Information relating to our directors and nominees will be included under the caption “Election of Directors”
in the 2015 Proxy Statement for our Annual Shareholders Meeting scheduled to be held on April 27, 2015
and is incorporated by reference herein. The information required by Items 405, 407(d)(4) and 407(d)(5)
of Regulation S-K will be included under the captions “Stock Ownership Information – Section 16(a)
Beneficial Ownership Reporting Compliance” and “Board Committees” in the 2015 Proxy Statement, and
that information is incorporated by reference herein.
Codes of Ethics.
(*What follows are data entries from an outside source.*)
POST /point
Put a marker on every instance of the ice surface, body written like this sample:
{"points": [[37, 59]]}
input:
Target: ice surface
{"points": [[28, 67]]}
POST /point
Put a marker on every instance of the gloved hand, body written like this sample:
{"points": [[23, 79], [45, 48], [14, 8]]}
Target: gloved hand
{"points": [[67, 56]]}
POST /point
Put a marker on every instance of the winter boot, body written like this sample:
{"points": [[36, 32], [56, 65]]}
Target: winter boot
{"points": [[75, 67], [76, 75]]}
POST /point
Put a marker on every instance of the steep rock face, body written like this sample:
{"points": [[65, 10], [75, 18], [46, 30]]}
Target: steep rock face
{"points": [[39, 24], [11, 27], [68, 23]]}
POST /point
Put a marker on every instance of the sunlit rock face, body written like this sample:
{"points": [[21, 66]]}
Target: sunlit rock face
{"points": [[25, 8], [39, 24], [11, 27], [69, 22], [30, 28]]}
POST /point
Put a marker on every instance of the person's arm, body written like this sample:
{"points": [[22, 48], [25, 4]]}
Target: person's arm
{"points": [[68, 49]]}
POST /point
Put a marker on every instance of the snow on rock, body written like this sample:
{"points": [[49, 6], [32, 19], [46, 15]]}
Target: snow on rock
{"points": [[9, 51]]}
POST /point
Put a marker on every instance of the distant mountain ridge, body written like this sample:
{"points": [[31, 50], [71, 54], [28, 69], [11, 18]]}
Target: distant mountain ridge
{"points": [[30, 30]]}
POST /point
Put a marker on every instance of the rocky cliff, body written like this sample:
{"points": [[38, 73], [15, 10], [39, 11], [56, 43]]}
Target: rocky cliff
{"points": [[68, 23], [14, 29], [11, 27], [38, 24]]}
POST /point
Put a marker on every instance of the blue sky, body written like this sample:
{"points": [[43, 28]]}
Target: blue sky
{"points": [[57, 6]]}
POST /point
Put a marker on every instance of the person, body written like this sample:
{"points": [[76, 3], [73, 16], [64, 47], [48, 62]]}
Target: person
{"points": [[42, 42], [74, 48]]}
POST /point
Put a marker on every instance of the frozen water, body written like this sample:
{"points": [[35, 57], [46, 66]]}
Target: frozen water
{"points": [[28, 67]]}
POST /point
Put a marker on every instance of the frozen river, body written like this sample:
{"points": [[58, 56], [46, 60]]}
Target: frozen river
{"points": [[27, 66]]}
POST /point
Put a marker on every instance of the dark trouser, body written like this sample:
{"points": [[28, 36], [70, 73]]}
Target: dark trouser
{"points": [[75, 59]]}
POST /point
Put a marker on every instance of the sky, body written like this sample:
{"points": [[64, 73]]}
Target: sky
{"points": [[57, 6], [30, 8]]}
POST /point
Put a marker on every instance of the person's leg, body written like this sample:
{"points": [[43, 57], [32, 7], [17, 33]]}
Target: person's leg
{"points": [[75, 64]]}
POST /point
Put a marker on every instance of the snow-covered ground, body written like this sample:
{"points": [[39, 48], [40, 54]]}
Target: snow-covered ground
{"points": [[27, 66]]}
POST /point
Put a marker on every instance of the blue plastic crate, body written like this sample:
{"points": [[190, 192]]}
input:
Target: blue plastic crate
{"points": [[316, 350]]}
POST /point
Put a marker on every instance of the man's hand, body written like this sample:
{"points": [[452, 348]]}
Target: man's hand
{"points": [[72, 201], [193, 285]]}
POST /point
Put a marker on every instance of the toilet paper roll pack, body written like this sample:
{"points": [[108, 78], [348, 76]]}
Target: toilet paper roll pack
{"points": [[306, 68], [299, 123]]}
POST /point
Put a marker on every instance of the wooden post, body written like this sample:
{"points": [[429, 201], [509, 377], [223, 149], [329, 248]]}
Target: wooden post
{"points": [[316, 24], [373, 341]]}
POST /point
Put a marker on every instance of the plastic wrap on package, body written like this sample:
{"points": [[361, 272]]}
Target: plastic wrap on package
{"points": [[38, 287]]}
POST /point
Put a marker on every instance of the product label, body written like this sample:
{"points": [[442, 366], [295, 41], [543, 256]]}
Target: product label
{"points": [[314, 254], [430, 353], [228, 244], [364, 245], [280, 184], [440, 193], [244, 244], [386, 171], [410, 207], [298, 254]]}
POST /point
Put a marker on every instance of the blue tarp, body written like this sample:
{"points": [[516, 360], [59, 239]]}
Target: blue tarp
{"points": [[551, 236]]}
We have adopted (1) The Boeing Company Code of Ethical Business Conduct for the
Board of Directors; (2) The Boeing Company Code of Conduct for Finance Employees which is applicable
to our Chief Financial Officer (CFO), Controller and all finance employees; and (3) The Boeing Code of
Conduct that applies to all employees, including our Chief Executive Officer (CEO), (collectively, the Codes
of Conduct). The Codes of Conduct are posted on our website, www.boeing.com, and printed copies may
be obtained, without charge, by contacting the Office of Internal Governance, The Boeing Company, 100
N. Riverside Plaza, Chicago, IL 60606. We intend to disclose promptly on our website any amendments
to, or waivers of, the Codes of Conduct covering our CEO, CFO and/or Controller.
No family relationships exist among any of the executive officers, directors or director nominees.
Item 11. Executive Compensation
The information required by Item 402 of Regulation S-K will be included under the captions “Compensation
Discussion and Analysis,” “Compensation of Executive Officers,” and “Compensation of Directors” in the
2015 Proxy Statement, and that information is incorporated by reference herein. The information required
by Item 407(e)(4) and 407(e)(5) of Regulation S-K will be included under the captions “Compensation
Committee Interlocks and Insider Participation” and “Compensation Committee Report” in the 2015 Proxy
Statement, and that information is incorporated by reference herein.